The selectmen appointed Sergei Fedorjaczenko to the Bridge and Infrastructure Committee, and set up a standalone committee to handle the solar project at the town farm site. The new committee will have Chris Kinsella from the Board of Selectmen, two members from the Board of Finance, one each from the Recreation Commission and P&Z, and community members for up to 10 members total.
The selectmen appointed Kim Mahoney to the P&Z per that commission’s recommendation.
First Selectman Dave Barger reported that food scrap collection at the transfer station was 1,100 pounds in October and 1,500 pounds in November and December. Barger said he was pleased to be getting that much weight out of the municipal solid waste stream.
Registrar Susan Kelsey reported that preparations for the new early voting procedures are underway. She said the presidential primary elections April 2 are limited to voters registered as Democrats or Republicans and has four days of early voting, so the flow should be manageable, with early voters using the back door of Town Hall.

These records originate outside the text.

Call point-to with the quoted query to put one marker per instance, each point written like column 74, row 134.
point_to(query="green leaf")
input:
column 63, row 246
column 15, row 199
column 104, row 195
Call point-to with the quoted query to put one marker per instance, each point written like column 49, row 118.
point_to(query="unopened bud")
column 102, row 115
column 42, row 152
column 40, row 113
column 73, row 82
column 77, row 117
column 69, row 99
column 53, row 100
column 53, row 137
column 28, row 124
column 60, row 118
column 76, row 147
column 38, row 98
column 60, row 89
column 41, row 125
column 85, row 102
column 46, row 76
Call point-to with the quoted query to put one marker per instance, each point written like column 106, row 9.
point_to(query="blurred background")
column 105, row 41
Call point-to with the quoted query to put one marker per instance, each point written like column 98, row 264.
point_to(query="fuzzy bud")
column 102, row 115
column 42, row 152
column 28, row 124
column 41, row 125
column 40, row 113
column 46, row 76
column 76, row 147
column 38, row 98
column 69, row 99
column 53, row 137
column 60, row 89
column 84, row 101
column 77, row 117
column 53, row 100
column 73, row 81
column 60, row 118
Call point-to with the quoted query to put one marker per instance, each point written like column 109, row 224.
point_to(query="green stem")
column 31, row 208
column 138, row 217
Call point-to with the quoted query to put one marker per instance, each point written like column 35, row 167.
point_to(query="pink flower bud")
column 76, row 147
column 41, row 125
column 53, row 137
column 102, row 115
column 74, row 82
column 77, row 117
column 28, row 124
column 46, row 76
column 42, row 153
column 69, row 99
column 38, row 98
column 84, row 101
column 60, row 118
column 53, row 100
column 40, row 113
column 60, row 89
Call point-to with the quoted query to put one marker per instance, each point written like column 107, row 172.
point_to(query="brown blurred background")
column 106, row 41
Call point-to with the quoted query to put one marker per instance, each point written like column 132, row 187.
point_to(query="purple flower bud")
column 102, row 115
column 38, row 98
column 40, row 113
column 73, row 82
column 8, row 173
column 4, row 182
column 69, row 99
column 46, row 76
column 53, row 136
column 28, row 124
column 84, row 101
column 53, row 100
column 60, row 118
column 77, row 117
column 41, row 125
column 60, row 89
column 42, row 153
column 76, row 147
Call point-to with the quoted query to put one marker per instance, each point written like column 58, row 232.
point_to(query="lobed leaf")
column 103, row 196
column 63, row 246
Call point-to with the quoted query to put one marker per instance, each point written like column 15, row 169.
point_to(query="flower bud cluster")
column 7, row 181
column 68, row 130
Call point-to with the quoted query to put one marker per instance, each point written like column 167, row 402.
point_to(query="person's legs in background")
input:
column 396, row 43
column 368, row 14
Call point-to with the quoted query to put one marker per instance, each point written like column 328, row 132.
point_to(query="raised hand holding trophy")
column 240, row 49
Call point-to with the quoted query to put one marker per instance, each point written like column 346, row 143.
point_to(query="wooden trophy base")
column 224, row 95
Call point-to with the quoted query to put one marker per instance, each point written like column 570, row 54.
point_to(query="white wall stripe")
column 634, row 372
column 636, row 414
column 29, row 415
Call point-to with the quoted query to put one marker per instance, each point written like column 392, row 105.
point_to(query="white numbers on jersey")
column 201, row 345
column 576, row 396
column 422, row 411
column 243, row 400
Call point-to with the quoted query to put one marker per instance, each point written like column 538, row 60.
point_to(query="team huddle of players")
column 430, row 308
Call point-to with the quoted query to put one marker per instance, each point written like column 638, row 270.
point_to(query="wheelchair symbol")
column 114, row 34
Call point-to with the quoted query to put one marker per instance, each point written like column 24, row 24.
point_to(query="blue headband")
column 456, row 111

The 2024 general election on Nov. 5 is open to all voters and has 14 days of early voting.
“That’s a big disruption” for Town Hall personnel, she said, adding that using another location such as the Senior Center would be difficult because it would require installing communications lines with the state.
But Kelsey was optimistic that the town would manage.
Barger noted that town departments and various outside agencies are submitting spending plans and funding requests. He said he has received several letters asking for more funding for the David M. Hunt Library. Selectman Judy Jacobs looked up the town’s contribution to the library in the current budget — $52,225.
The meeting opened with public comment from Sue Sweetapple of the Falls Village Inn, who said she is not satisfied with the town’s tree and snow plowing efforts over the last few years. She also said that nearby businesses were making nuisance complaints about the Inn:
“I feel we’re being harassed by other businesses around town.”
Laura Werntz spoke in support, saying the Inn is one of the few businesses that attracts visitors to town.
At another special meeting Wednesday, Feb. 14, the selectmen voted unanimously to confirm the appointment of Michelle Hansen as town treasurer/bookkeeper, with a term ending Dec. 31, 2027.